Em artigo, Moro defende que Congresso discuta prisão em 2ª instância

    Placar no STF ter sido apertado "dá margem ao Congresso" para discutir o tema, segundo ministro

    Foto: Marcelo Camargo/Agência Brasil

    Em artigo no jornal Estado de São Paulo nesta segunda-feira (18), o ministro da Justiça, Sergio Moro, falou sobre a chamada presunção de inocência, argumento utilizado por parte dos ministros do Supremo Tribunal Federal (STF) que votaram contra a prisão em segunda instância.

    Segundo Moro, a “presunção de inocência é um princípio cardeal dentro do processo penal” e “diz respeito às provas”. Para Moro, a presunção de inocência é “cláusula pétrea, não pode ser alterada sequer por emenda constitucional”.

    “Outra questão completamente diferente diz respeito ao momento de início do cumprimento da pena e ao efeito de recursos no processo penal após o julgamento”, acrescenta o juiz,  responsável por condenar o ex-presidente Lula, no caso do triplex, em primeira instância.

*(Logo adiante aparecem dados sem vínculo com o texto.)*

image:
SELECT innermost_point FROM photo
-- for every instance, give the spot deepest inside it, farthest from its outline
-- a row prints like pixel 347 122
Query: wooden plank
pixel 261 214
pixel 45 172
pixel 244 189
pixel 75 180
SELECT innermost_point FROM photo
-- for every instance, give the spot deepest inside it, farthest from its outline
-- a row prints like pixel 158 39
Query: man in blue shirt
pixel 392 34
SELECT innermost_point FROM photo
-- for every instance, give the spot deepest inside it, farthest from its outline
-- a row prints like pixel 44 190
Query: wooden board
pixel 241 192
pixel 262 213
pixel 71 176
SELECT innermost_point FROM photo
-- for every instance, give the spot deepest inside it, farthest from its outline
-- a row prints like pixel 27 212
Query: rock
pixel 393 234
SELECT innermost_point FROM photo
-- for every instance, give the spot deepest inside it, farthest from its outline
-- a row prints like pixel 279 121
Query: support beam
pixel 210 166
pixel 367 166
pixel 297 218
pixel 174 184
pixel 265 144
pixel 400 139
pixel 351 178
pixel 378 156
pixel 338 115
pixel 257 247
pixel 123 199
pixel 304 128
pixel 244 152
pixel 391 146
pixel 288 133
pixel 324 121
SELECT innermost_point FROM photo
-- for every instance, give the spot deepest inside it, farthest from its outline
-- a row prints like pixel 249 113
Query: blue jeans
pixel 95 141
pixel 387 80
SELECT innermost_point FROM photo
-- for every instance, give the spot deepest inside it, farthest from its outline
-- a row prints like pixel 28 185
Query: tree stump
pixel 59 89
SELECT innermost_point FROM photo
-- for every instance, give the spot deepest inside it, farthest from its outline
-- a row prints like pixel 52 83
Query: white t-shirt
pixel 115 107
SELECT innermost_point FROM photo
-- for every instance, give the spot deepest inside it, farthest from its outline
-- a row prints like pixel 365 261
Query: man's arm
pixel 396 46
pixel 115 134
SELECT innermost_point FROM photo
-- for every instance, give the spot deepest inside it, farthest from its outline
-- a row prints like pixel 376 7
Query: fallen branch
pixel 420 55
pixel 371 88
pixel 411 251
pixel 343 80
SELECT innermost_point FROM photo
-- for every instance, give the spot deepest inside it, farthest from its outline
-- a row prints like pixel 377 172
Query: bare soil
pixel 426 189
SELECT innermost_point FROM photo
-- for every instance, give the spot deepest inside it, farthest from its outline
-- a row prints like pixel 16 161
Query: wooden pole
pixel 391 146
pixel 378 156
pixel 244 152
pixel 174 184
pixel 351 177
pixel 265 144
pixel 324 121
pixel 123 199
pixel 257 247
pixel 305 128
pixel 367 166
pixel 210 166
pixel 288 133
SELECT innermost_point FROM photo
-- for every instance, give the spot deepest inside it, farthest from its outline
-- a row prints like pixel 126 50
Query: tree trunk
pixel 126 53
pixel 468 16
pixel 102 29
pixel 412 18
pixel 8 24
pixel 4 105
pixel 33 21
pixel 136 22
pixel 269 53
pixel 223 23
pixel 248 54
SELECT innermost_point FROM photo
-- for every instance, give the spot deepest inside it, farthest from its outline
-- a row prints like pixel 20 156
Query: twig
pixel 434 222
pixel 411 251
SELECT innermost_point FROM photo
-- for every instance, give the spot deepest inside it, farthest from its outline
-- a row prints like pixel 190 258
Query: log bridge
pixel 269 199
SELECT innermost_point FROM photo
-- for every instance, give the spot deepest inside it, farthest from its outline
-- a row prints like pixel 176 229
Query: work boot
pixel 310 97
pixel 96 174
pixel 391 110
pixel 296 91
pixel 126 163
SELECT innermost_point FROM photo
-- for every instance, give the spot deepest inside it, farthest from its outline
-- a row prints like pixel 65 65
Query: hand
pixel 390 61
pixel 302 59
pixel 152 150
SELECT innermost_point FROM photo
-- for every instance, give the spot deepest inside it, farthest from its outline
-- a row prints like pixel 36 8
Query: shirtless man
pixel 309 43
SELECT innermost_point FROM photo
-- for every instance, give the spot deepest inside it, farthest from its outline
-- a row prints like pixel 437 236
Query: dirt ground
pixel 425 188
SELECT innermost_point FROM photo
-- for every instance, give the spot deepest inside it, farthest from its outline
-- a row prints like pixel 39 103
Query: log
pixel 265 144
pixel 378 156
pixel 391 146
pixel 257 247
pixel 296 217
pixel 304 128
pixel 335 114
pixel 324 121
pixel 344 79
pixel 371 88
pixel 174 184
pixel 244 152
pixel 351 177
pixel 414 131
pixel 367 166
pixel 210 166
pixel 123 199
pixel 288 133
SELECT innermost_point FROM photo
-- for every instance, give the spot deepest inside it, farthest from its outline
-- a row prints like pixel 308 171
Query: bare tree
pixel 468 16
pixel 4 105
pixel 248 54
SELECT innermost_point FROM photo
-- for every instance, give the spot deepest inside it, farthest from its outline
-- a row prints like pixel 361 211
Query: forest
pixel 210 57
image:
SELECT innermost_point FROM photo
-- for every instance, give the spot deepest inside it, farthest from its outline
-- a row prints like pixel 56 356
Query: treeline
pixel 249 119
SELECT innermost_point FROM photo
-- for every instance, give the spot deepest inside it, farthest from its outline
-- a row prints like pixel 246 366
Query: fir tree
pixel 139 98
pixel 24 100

    Ele cita o exemplo dos Estados Unidos e França, onde a prisão após julgamento de primeira e segunda instância é permitida, e argumenta que o fato do placar no STF ter sido apertado “dá margem ao Congresso” para discutir o tema.

    “Não há afronta à Corte. […] O Congresso tem o poder de alterar o texto da norma. Cada um na sua competência, como Poderes independentes e harmônicos”.